TO BE RIGHT AND ACKNOWLEDGED, OR TO WRONG AND ADMIT IT – WHICH IS MORE IMPORTANT?

by David Sisler

Augusta, Georgia, while if not "the scenic center of the South," is at least a place associated with thoughts of warm weather – we don't plant pansies until October and they bloom until spring. Alas, the weather has been anything but balmy the last few weeks, as anyone who lives close to one of the most famous golf courses in the world can tell you. The temperatures here have rivaled Moscow. And that, is brrrr cold!

I had gone outside around 5:30 a.m. to pick up the newspaper and an hour or so later, my son, Matthew, getting ready to drive to work, asked, "Dad, is there frost on the pumpkins?" Which is Sisler for, "Are the windows frosted over?" I don't know how it started, but, it's our way. When I replied in the affirmative, Matt headed out to start his truck and defrost the windows. He was back inside a few moments later with the announcement that his locks were frozen.

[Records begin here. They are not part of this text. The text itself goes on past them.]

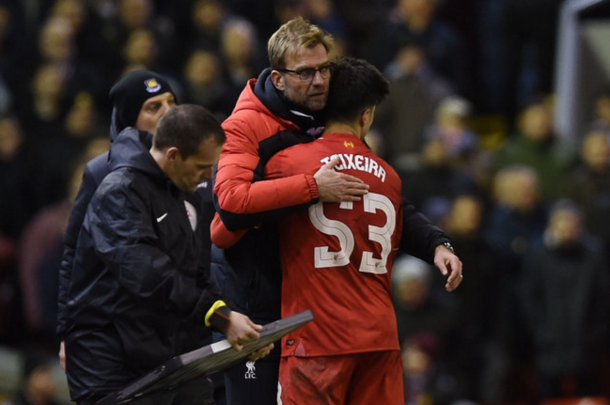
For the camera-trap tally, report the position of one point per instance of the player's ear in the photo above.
(278, 80)
(365, 115)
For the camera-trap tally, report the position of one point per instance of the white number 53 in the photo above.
(372, 203)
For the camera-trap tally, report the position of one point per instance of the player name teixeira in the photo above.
(350, 161)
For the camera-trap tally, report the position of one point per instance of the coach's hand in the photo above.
(338, 187)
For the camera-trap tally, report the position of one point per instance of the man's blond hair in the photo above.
(294, 36)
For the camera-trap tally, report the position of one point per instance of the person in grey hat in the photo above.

I filled a plastic pitcher with scalding hot water and we returned to the truck, inserted the key into the lock and then slowly poured the hot water over the key. The metal transmitted the heat into the lock and thawed it out. Chalk up another one for the resourcefulness of Dear Old Dad (it's important, every once in a while, to impress ‘em, even if they are all adults now).

Later, for no good reason that I can think of, I was wishing I had kept a list of all the times I had offered fatherly advice to one of my offspring and a child had later said, "Dad, do you remember when you said, ‘So-and-so.' Well, you were right." I wondered how large a compilation that would be. Then I wondered if it would be larger than the opposite list, where I had gone to one of my children and said, "Do you remember when I said, ‘So-and-so.' Well, I was wrong."

Then I wondered, to be right and have it acknowledged, or to be wrong and admit it, which is more important?

Noah was right.

Can you imagine being asked to build a three-story ship which would encompass more than 1.5 million cubic feet in a region where there were no large bodies of water and where it had never rained? Can you imagine the ridicule that would be heaped on the carpenter as he worked year after year on such a seemingly foolish project? Peter wrote, "God waited patiently in the days while the ark was being built" and that patience seems to have endured for 120 years.

Just 16 centuries after the creation of Adam and Eve the "heroes" of the day were men who lived in open disobedience of the Lord God Almighty. Moral distinctions were obliterated. Righteous living was mocked. God waited while Noah built. Then one morning it began to rain. Great underground streams burst their boundaries. The deluge continued for 40 days and lasted for the better part of a year.

Noah was right. When the water began to rise and the ark began to float that was acknowledged by everyone. But by then it was too late for those on the outside of the ark.

Lot was right.

Two men, whom the Bible identifies as angels, stopped one evening in Sodom and prepared to spend the night in the public square. Frightened by his certain knowledge that the visitors would fall prey to Sodom's perverts, Lot urged them to accept hospitality under his roof. The Sodomites encircled Lots house, howling for strange flesh only to be met by blindness – the first act of divine judgment on a deluded city.

Undaunted, the men of the city continued to stagger in darkness – now literal as well as moral. The angels directed Lot to give a warning to escape to his sons-in-law, but the young men thought he was joking. With dawn spreading its fingers of light across the sky, the fist of God was prepared to annihilate every living creature who remained unrepentant. With the morning sun still climbing in the sky, the cities of the plain were destroyed.

Lot was right, but only he and his daughters escaped with their lives. Remember Lot's wife never really believed what God's messengers had said.

David was wrong.

"There were two men in a certain town," the prophet Nathan told the king, "one rich and the other poor. The rich man had a very large number of sheep and cattle, but the poor man had nothing except one little ewe lamb he had bought. He raised it, and it grew up with him and his children. It shared his food, drank from his cup and even slept in his arms. It was like a daughter to him.

"Now a traveler came to the rich man, but the rich man refrained from taking one of his own sheep or cattle to prepare a meal for the traveler who had come to him. Instead, he took the ewe lamb that belonged to the poor man and prepared it for the one who had come to him."

Incensed at the outrage, David said to Nathan, "As surely as the LORD lives, the man who did this deserves to die!"

Nathan said to David, "You are the man!"

Then David said to Nathan, "I have sinned against the LORD. Have mercy on me, O God, according to your unfailing love; according to your great compassion blot out my transgressions. Wash away all my iniquity and cleanse me from my sin. For I know my transgressions, and my sin is always before me. Against you, you only, have I sinned and done what is evil in your sight."

After David repented, and only then, Nathan said, "The LORD has put away your sin."

To be right and have it acknowledged, or to be wrong and admit it, which is more important?